How does this happen? Ken Wilber’s AQAL altitudes of development help us understand.  Most Russians, although well educated and cultured, are still largely traditional (Amber altitudes) in their view of state power. They are used to autocrats running things; that’s how it always is in Amber. They are willing to tolerate leaders skimming some cream off the top as long as the economy is growing. In Russia it is, and under Putin economic growth has been reasonably strong and steady. People at these altitudes will also tolerate some diminishment of personal freedom as long as the streets are safe, and in today’s Russia they are. So Putin has the peoples’ support, and as Moscow integralist Victor Shiryaev pointed out in my interview with him a couple weeks ago, many Russians refer to the pre-Putin 1990’s, under the regime of Boris Yeltsin, as “the dark age.”

In the West, particularly the US, we have our own strata of population with Amber interiors, the social conservatives and nationalistic hawks, and they too love tough-guy leaders. A circumspect and nuanced leader like Obama actually leaves them feeling insecure and is the source of much of their reflexive antipathy towards him.

Now of course, from a more developed Green perspective — where Naomi Klein is living — it is the authoritarian leader who becomes scary and repulsive. Welcome to evolutionary progress!
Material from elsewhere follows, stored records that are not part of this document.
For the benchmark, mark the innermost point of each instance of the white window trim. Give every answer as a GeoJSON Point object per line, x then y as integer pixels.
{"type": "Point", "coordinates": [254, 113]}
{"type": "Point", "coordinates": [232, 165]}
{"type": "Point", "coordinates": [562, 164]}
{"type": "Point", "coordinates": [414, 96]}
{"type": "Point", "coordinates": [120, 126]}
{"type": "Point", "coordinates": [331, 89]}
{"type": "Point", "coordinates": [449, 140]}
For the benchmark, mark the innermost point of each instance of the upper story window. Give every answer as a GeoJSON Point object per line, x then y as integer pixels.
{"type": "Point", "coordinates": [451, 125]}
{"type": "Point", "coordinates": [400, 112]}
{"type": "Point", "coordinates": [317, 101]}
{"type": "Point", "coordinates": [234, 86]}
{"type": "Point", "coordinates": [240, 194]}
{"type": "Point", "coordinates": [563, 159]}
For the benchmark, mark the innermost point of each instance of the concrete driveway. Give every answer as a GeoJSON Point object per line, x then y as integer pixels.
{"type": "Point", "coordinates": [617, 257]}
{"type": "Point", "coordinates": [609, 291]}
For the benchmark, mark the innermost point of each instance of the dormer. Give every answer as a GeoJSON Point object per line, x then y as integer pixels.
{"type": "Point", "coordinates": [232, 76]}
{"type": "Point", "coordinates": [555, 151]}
It is this evolution that will bring on the end of Putinism, if not Putin himself, over the long run. We just don’t know how long the run is. Evolution, while beautiful, is not pretty and we have to remember that we too have had our history with crony capitalism and we’re not done yet.  Evolving Russia will find its way too.

All in all, what limits the value of The Shock Doctrine to me is that it is a Green critique of Orange. In Klein’s view disaster capitalists are the bad guys who exploit the innocent victims who just want to get back to their old way of life. I see it differently: that disasters are always an opportunity for radically better structures to be built, and this is true for life at any scale. At a macro scale, for instance, the asteroid that wiped out the dinosaurs also made room for great arising of mammals. When our house burns down we strive to build a better one. At the personal level, a divorce or job loss may be a catalyst for a much better life.

The struggle between Orange and Green is a fruitful one, and we Integral practitioners want to appreciate both views of the world, as we find them in other people and as we find them struggling in our own minds. In so doing we have a better chance of bringing the gifts of each worldview to the project of building a better world.

WHAT TO MAKE OF YOU, MILLENNIALS?

I ended the call with a look at a major Pew study this week that seeks to reveal the soul of American Millennials, our youngest adult generation, ages 18 – 33. The upshot of the research? It turns out the youngsters are less supportive of institutions like religions, political parties, even marriage and career — and more tuned into their own networks of people and organizations, networks which are much larger than those of previous generations.

They are more multicultural and less patriotic than any generation in history. These changes represent welcome evolutionary movement into world-centrism, which is less dangerous and more fertile than nation-centrism.

One striking irony: Millennials are at the same time the first generation to be economically less well off than the previous generation at the same age … and the most optimistic!

So human race, welcome to your future!

As an evolutionary I am hooked on studying what is emergent, and am so happy to encounter this new generation, both through the Pew study and directly through my friendships with the the Millennials I know. A couple smart millennial listeners spoke up on the call, and I will be interviewing more as the world turns.

Which bring me to one final quality of the Millennials that impresses me: they are actually willing to talk with the old folks. That’s more than I can say for us don’t-trust-anyone-over-thirty boomers at their age.

Ah well, we’re all just right on schedule!